I should say there were about fifty or sixty guests.

We actually flew over land and dale. I never traveled so fast in all my life; but then I had never been in an Imperial train before. We did not stop until we reached the station of Compiègne.

I think the whole twelve thousand inhabitants of Compiègne were gathered there to stare at us, and they did stare persistently, until we had mounted the many equipages waiting for us and had driven away.

It certainly must have been very entertaining for them to see the long procession of carriages, the hundreds of trunks, the flurrying maids, and the self-important valets.

There were two landaus: one for the Metternichs and one for the German Ambassador.

The _chars-à-bancs_, of which there must have been at least ten, were dark green outlined with red, each with four prancing horses whose tails, jauntily braided with red cords, were tied to the saddles.

Each carriage had two postilions, who looked very trim in their short velvet jackets embroidered with gold and covered with endless buttons. They wore white breeches, long top-boots, black-velvet caps over their white wigs, and their little pigtails, tied with a black bow, hung down their backs, flapping up and down as they galloped.

The Princess Metternich had fourteen trunks and two maids; the Prince had his private secretary and valet, and a goodly number of trunks. This will give you a vague idea of the amount of baggage which had to be transported in the _fourgons_.

Don’t you think we must have made a very imposing spectacle, as we rattled through the quiet town of Compiègne, over its old stone pavement, the postilions blowing their horns, cracking their whips, the horses galloping full speed, the _chars-à-bancs_ filled with handsomely dressed ladies, and after this long procession came the maids and the valets and mountainous piles of baggage?

When we entered the _grande cour_ (inclosure), the sentinels grasped their guns and saluted, as we passed by them, before we pulled up in front of the grand staircase of the château, where an army of lackeys were waiting to help us alight.

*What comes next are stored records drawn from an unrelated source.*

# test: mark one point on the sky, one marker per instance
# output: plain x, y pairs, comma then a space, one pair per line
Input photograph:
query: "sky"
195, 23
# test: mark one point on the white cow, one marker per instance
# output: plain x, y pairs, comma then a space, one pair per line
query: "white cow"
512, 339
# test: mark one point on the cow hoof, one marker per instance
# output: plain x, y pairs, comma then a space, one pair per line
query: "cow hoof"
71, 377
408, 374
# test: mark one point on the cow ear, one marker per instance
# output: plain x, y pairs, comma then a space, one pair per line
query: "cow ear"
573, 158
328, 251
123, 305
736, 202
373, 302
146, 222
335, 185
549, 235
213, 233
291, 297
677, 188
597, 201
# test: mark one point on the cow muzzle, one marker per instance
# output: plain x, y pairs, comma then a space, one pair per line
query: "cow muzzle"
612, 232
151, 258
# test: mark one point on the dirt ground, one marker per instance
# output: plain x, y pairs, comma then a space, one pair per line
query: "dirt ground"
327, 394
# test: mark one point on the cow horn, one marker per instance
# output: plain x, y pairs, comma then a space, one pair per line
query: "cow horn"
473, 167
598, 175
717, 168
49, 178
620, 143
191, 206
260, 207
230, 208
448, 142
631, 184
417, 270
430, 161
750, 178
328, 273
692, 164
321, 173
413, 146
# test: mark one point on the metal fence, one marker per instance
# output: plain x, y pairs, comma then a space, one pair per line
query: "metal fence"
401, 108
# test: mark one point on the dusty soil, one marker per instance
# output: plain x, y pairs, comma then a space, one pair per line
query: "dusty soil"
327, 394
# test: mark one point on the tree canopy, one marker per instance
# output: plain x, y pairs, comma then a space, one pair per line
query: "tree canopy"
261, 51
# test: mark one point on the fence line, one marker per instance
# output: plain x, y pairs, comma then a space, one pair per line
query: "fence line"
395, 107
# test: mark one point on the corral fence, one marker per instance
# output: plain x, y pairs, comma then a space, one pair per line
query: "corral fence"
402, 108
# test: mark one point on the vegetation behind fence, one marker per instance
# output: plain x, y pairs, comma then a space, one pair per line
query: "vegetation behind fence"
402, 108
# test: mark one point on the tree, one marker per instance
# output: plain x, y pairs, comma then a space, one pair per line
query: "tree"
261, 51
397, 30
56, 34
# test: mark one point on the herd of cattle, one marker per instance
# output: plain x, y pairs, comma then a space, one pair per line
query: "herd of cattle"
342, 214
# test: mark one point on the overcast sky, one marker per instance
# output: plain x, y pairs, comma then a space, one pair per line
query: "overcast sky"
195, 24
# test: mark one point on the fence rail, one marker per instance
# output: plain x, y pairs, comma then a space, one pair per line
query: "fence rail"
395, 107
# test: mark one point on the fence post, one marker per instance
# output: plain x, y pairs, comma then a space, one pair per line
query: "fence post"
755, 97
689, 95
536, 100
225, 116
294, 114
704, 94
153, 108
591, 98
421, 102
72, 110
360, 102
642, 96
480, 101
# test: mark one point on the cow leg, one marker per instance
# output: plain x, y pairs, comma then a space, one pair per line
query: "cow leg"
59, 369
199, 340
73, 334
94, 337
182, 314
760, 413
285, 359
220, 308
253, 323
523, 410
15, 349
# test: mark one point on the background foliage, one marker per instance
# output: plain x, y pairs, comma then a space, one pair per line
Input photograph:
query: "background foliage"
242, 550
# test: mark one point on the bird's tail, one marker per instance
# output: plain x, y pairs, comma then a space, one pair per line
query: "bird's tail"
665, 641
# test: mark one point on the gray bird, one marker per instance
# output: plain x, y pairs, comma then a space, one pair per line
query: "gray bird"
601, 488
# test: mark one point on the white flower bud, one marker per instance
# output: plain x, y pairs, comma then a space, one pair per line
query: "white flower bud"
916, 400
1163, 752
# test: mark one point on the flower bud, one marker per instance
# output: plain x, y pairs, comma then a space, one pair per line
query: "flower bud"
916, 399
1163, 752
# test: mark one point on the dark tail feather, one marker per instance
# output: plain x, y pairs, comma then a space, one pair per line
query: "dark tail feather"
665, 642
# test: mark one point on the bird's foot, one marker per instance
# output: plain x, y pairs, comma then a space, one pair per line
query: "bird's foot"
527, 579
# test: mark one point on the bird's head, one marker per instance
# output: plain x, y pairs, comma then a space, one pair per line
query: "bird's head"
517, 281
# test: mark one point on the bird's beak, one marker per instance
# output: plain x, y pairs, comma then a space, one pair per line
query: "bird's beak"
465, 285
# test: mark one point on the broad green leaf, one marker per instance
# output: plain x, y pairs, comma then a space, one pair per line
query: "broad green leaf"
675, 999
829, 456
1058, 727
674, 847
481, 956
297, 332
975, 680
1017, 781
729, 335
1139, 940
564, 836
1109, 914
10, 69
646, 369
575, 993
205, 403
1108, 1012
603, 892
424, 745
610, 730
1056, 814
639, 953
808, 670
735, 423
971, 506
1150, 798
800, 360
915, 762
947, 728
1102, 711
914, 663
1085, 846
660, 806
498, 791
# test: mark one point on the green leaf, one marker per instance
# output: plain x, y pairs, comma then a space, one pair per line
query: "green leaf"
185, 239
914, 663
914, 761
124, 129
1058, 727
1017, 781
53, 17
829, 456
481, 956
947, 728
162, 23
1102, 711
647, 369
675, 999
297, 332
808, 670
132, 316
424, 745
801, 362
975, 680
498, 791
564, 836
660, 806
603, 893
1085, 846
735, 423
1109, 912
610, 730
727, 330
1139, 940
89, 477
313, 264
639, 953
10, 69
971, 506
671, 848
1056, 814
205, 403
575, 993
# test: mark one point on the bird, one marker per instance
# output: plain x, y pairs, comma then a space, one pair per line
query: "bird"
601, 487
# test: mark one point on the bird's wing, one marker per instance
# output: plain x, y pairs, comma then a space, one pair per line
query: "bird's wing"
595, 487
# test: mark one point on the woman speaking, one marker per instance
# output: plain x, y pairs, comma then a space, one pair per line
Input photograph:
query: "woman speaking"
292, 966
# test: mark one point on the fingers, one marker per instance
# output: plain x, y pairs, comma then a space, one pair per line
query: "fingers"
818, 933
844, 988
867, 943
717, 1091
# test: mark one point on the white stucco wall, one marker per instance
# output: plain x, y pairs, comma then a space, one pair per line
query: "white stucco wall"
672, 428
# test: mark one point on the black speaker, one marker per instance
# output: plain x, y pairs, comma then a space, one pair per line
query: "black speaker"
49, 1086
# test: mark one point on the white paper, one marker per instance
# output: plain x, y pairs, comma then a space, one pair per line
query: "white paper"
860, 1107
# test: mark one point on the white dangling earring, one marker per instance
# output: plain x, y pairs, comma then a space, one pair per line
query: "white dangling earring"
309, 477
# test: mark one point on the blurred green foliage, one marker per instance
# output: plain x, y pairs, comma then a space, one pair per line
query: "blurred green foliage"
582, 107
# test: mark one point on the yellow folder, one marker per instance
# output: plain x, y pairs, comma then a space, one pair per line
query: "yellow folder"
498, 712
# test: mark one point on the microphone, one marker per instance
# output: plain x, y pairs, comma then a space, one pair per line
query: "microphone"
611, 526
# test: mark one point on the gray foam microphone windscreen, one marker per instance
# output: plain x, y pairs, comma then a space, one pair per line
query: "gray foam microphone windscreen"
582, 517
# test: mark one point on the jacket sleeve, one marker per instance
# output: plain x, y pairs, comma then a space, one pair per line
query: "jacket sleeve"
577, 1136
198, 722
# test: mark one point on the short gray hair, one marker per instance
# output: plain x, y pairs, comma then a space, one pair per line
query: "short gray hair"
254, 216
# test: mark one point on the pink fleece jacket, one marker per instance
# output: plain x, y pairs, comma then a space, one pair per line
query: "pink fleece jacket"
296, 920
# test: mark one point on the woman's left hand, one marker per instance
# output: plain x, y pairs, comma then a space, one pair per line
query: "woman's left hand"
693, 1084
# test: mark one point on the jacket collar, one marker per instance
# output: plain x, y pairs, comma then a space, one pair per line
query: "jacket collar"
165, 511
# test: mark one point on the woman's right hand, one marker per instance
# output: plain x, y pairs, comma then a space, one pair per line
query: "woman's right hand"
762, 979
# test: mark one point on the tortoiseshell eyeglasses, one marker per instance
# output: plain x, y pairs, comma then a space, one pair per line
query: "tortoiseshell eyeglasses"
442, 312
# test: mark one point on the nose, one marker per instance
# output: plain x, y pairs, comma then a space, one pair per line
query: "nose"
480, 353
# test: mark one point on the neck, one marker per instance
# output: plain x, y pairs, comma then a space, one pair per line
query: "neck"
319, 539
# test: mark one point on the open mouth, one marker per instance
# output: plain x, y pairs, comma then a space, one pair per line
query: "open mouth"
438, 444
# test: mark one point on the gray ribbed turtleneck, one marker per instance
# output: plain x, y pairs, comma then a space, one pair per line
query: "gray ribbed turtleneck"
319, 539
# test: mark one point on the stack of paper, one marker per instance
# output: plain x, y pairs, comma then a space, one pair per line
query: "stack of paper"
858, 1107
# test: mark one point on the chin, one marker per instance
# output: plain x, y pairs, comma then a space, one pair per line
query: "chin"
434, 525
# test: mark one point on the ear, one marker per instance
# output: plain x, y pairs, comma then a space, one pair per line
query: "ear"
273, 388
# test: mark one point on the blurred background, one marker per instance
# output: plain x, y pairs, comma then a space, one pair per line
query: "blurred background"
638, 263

The Grand Chamberlain received us at the head of the stairs with pleasant cordiality and waved us toward a _huissier_, who, dressed in a black livery with heavy chains around his neck, looked very important. He, in his turn, passed us on to the particular valet allotted to us, who pompously and with great dignity showed us the way to our apartments.

Our names were on the doors, and we entered the brilliantly lighted rooms, which, after our journey, seemed most welcome with their bright fires and cheerful aspect.

Tea and chocolate were on the table waiting us, and I regaled myself while the soldiers (who seem to be the men-of-all-work here) brought in the trunks and the maid and valet were unpacking.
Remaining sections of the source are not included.